Turner became chairman of the Financial Services Authority in September, on a weekend sandwiched between the collapses of global investment bank Lehman Brothers and UK mortgage lender Bradford & Bingley.
Between meetings about the crisis in the stockmarket and multibillion-pound bank bailouts, the former management consultant has also been working as chairman of the government's independent environment watchdog, the Committee on Climate Change.
Turner described his first weeks in charge of both bodies as "the most extraordinary weeks of my professional career", which has also seen him run the Confederation of British Industry and a government review of pensions.
On Monday, the committee will publish its first report recommending targets to cut greenhouse gas emissions, working towards the government's pledge to reduce climate change emissions by 80% by 2050.
The much-awaited announcement will include interim targets for the first three five-year periods - covering 2008 to 2022 - and advise the government on what cuts could be made from which sectors, particularly energy, transport and industry.
Turner has announced he will give up the committee chairman's role after this report, but will stay on the panel at a time when many fear green policies will be blunted by the need to battle the looming recession - or "temporary downturn" as Turner calls it.
As he has promised at the FSA, he is likely to take a tough line: "The recession will flatter our [emissions] figures over the next two years because one of the immediate effects is less output, less development, etcetera," he told the Guardian. "Hopefully we'll pull out in 2010, but the fact we're going into a recession now really doesn't change the medium- or long-term plan or costs of driving towards a low-carbon economy."
In the past, Turner has called for the UK to stop using fossil fuels to produce power within 20 years.

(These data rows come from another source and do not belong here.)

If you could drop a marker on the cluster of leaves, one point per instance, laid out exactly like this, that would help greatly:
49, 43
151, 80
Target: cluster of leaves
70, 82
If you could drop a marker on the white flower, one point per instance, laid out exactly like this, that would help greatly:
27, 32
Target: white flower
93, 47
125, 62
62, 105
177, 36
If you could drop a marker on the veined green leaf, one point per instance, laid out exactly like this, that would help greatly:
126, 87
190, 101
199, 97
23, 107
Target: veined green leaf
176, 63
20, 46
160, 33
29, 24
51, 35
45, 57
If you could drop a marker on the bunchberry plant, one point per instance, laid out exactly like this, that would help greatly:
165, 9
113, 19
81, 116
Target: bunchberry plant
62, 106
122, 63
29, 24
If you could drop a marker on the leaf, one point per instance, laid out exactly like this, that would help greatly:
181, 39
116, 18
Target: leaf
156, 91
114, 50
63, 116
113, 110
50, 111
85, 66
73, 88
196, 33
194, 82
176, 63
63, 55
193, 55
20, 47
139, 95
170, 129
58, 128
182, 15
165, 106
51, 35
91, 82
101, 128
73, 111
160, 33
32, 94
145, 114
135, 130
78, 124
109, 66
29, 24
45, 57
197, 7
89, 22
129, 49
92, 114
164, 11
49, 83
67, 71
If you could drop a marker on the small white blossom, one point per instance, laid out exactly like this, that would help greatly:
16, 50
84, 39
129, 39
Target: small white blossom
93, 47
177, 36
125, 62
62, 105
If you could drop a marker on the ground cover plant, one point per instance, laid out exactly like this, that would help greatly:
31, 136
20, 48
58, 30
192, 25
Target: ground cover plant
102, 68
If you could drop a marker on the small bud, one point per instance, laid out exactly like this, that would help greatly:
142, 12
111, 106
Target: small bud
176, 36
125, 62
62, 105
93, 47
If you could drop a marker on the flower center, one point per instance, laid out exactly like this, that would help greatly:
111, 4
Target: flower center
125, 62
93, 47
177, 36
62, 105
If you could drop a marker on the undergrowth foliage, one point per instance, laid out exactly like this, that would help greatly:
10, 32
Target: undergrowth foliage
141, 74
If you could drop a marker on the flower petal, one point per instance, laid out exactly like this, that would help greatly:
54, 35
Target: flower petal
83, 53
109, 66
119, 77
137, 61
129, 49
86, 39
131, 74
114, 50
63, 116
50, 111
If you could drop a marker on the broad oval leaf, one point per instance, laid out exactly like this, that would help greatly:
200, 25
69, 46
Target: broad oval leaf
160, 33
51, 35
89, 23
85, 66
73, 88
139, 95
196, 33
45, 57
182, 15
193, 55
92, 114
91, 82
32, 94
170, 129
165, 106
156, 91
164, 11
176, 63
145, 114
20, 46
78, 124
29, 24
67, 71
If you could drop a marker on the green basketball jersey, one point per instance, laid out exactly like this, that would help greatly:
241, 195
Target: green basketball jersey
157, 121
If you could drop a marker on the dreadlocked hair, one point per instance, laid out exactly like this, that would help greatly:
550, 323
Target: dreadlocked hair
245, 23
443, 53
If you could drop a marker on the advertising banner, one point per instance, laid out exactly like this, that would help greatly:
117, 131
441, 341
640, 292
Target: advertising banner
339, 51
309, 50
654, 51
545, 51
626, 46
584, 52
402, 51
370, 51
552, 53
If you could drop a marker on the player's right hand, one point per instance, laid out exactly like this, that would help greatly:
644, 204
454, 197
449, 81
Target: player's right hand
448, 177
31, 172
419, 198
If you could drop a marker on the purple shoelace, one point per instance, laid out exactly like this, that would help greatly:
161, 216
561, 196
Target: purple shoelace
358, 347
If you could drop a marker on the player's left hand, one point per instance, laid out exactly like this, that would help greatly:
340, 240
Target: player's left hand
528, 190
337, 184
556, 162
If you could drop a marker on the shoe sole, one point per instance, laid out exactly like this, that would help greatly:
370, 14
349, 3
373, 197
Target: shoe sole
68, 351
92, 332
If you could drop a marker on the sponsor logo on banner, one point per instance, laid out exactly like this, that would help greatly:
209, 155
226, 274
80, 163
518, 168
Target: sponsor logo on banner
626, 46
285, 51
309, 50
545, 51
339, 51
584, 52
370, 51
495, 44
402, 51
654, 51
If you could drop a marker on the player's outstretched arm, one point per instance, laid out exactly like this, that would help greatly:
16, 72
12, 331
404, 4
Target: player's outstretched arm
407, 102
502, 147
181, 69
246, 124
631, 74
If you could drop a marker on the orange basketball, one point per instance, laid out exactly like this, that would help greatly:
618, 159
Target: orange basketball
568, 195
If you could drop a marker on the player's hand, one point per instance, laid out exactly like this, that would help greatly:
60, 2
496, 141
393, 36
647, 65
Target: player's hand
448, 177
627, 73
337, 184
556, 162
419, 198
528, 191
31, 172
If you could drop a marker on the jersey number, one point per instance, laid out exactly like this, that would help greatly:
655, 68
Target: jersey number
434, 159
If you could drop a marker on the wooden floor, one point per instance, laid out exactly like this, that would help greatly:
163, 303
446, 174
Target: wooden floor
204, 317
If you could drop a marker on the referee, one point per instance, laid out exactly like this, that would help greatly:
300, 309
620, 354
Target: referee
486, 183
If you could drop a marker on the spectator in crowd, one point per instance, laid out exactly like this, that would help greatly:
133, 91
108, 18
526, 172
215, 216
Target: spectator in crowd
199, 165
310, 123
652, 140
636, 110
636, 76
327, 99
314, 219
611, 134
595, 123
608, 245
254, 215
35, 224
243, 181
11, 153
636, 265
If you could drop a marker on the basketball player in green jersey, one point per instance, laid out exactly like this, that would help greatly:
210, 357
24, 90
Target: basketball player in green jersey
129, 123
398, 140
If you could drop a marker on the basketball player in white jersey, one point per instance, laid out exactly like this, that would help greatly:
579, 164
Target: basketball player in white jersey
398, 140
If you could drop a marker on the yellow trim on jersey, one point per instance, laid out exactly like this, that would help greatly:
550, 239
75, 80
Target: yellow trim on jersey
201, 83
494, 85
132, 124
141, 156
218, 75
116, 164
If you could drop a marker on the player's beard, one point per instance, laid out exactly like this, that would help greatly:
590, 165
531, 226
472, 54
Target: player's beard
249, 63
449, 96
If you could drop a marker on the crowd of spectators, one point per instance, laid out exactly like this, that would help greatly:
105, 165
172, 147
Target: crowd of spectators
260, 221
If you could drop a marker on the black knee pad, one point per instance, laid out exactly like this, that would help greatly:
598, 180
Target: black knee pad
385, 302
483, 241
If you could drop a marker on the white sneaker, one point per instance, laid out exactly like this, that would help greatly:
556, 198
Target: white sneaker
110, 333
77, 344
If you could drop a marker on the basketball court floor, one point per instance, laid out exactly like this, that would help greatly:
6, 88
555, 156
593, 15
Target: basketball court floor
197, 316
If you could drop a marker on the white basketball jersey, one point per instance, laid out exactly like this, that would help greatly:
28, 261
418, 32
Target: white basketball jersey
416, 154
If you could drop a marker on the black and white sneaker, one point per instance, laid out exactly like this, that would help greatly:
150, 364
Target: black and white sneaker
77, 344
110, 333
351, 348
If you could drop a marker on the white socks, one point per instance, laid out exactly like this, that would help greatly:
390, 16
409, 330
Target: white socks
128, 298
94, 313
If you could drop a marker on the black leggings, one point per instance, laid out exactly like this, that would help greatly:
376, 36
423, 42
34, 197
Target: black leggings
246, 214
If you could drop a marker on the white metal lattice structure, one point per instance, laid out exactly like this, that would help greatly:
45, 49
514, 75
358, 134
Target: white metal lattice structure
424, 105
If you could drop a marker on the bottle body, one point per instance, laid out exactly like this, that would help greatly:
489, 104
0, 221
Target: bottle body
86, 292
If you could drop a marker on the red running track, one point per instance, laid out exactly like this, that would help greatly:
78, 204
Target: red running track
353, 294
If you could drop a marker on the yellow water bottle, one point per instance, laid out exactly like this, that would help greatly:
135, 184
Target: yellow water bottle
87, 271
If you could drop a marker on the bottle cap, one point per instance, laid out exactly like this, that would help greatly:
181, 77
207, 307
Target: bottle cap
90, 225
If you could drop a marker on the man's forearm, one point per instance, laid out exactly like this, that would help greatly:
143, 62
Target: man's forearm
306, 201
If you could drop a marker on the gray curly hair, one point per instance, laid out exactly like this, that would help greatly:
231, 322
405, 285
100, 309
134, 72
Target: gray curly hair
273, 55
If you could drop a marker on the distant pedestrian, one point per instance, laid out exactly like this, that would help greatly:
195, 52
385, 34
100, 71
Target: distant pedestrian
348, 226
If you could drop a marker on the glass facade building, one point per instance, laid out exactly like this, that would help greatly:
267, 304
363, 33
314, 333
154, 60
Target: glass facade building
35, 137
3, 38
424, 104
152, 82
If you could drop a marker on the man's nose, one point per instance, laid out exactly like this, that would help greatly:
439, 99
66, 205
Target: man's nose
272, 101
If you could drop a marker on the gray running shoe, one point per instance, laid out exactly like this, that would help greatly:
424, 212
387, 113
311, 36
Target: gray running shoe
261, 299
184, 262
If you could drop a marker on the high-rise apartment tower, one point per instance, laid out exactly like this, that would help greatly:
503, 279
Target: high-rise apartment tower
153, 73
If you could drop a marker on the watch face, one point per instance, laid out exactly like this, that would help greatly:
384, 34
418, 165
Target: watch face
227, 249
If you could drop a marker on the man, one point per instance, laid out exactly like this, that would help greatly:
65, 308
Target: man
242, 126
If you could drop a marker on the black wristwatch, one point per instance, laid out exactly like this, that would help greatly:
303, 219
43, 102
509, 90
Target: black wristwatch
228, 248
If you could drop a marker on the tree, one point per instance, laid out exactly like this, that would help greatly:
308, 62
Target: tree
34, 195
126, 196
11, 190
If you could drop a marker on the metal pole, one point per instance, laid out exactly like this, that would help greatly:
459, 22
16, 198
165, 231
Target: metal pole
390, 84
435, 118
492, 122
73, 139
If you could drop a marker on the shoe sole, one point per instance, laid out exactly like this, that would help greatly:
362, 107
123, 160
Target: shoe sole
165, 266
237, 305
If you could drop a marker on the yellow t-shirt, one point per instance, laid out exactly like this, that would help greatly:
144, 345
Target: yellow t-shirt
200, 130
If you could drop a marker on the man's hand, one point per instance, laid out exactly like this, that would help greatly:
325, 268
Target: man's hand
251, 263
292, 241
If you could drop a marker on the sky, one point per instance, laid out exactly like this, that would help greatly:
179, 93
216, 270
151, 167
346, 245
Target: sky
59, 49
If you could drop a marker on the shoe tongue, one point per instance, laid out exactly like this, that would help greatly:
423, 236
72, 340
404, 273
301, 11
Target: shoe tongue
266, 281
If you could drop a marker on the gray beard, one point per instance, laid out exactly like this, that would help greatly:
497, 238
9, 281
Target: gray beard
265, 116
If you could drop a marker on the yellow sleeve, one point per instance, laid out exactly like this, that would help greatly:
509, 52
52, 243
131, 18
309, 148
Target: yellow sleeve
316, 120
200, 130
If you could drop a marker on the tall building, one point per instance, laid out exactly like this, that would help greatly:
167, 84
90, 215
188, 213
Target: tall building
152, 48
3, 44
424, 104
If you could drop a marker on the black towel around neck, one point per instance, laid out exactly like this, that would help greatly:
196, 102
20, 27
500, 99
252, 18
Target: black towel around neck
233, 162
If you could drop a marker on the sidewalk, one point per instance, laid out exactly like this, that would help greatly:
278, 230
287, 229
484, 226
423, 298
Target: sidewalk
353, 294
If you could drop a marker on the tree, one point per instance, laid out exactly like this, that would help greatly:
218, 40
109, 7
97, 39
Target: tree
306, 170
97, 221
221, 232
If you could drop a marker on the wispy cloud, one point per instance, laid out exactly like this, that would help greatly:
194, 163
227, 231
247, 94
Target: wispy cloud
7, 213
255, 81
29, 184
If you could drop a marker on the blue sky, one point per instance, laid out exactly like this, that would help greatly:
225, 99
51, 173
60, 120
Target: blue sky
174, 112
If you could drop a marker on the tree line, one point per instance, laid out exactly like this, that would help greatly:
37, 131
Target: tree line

This week he went further, saying that to make such steep emissions cuts the country was likely to need a big increase in renewable power, nuclear power and carbon capture and storage equipment for coal plants to replace existing high-carbon generation. Other changes would include replacing gas heating in homes with electric heating and oil-fuelled cars with electric ones.
"Even though we'll get more and more efficient in our use of electricity it's quite possible that the long-term trend of electrical production will be up because we'll use more electricity to do things," said Turner.
Turner did not comment on whether the committee will criticise plans to build new coal power stations without or with only partial carbon capture equipment, which may affect the government's decision on the first proposed such plant, at Kingsnorth in Kent.
However Monday's report will provide support for government plans to build new nuclear stations, as well as renewable energy, Turner said. "We think the way forward will have to include all three of those, rather than just one or the other."
The interim report urged the government to be more ambitious by increasing its target to cut emissions from 60% to 80%; to include all greenhouse gases, not just carbon dioxide; and to include aviation and shipping.
All three recommendations were adopted in the climate change bill, which was due to become law last night. However, at least initially, emissions from internationally regulated aviation and shipping will not be part of the five year "budgets".
The budgets were set to take account of progress towards the 2050 target, the UK's commitments to European Union emissions goals, and a bottom-up analysis of what it was possible to do in different sectors, said Turner.
The report will also make a recommendation about how many offsetting credits UK companies can buy from projects which cut emissions overseas.
The EU has set a target to cut emissions from 1990 levels by at least 20% by 2020, and by 30% if there is a global deal with other large-scale emitters.